Add the two together with a heavily updated workload, and a 100 GB logical dataset routinely occupies 300 to 500 GB on disk. A 3x to 5x ratio is common on tables that combine high update volume with even one indexed column that updates touch (we get to why that matters in rung 6).
flowchart LR
A[Live data: 100 GB] --> T[Table on disk: 400 GB]
B[Dead tuples awaiting vacuum] --> T
C[Vacuumed-but-unreused free space] --> T
D[Pages mostly empty after a delete wave] --> TRead that picture from the right. The disk number you see in pg_total_relation_size is the sum of four things, and only the first one is the data the application cares about. Every later rung on this page is a tool for shrinking one of the other three.
2. Measuring bloat with pgstattuple
You cannot fix what you cannot measure, and crude tricks like “compare row count times average row size to file size” lie on tables with TOASTed columns or wide variable-length data. Two tools matter.
The pgstattuple extension is the ground-truth answer. It walks every page of a table and counts live, dead, and free bytes precisely. The cost is that it reads the whole table, so on a 500 GB heap it is expensive; in production you usually point it at a single relation during an incident, not at every table on a schedule.
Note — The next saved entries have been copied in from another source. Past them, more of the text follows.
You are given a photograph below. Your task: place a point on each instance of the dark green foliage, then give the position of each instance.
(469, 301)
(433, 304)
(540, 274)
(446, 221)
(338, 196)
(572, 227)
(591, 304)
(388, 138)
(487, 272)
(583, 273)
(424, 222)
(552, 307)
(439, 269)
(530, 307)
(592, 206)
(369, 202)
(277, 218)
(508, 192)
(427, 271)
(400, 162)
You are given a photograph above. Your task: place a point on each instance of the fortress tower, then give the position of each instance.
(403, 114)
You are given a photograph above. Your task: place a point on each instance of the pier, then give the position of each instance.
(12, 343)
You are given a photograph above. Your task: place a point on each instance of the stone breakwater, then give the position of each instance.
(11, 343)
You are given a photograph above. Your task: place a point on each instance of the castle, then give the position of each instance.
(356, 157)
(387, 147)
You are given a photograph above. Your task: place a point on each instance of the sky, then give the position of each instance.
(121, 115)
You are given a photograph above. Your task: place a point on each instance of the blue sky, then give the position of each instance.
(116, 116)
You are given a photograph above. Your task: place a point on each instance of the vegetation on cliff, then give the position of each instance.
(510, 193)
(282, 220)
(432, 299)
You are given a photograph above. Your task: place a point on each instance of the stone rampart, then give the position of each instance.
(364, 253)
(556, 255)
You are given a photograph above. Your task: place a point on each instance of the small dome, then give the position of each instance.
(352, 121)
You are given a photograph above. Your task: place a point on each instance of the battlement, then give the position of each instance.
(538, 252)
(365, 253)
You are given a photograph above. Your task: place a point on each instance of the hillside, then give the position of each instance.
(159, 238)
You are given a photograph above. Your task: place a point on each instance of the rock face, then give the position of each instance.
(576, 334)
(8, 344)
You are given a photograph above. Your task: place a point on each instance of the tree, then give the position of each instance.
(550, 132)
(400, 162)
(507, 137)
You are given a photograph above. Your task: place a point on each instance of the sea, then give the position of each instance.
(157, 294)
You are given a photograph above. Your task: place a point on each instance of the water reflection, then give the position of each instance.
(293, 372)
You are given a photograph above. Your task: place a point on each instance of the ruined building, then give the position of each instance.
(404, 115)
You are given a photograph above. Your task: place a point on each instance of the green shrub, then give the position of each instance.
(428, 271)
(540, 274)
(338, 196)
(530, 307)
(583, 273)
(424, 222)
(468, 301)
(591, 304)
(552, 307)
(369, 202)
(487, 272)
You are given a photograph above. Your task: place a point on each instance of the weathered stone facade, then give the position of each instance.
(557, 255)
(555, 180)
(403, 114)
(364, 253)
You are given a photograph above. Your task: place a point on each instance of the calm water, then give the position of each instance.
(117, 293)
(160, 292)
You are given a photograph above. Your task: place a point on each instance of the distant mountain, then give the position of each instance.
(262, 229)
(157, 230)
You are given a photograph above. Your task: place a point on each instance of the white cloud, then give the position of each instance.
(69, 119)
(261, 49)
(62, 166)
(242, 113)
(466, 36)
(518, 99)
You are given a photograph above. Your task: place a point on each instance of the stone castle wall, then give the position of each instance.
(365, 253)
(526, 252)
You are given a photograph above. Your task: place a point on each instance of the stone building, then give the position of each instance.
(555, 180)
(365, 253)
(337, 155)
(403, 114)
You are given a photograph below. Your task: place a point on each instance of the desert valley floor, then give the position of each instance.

create extension if not exists pgstattuple;
select * from pgstattuple('orders');
The output you read carefully:
table_len | tuple_count | tuple_len | tuple_percent
dead_tuple_count | dead_tuple_len | dead_tuple_percent
free_space | free_percent
-----------+-------------+-------------+---------------
429496729600 | 812000000 | 178640000000 | 41.6
310000000 | 68200000000 | 15.9
181440000000 | 42.3
Reading that row: the file is 400 GB. About 42 percent of it is live tuples, 16 percent is dead tuples waiting on vacuum, and 42 percent is free space that vacuum has already reclaimed but no insert has filled. Logical data is 167 GB; the table is 2.4x its data. That is a bloat problem.
For dashboards across thousands of tables you cannot afford a full scan, so the community-canonical bloat-check query estimates bloat from pg_class, pg_stats, and the per-column average widths. It is a few hundred lines of SQL maintained in the open (“bloat_check.sql”, “ioguix/pgsql-bloat-estimation”, and similar), and it is what pgwatch, check_postgres, and most monitoring systems run. The estimate is good to within a few percent on most tables and a lot wider on tables with skewed widths or many TOASTed columns, so use it for alerting and pgstattuple for confirmation.
-- Cheap, indicative: estimate from catalog stats.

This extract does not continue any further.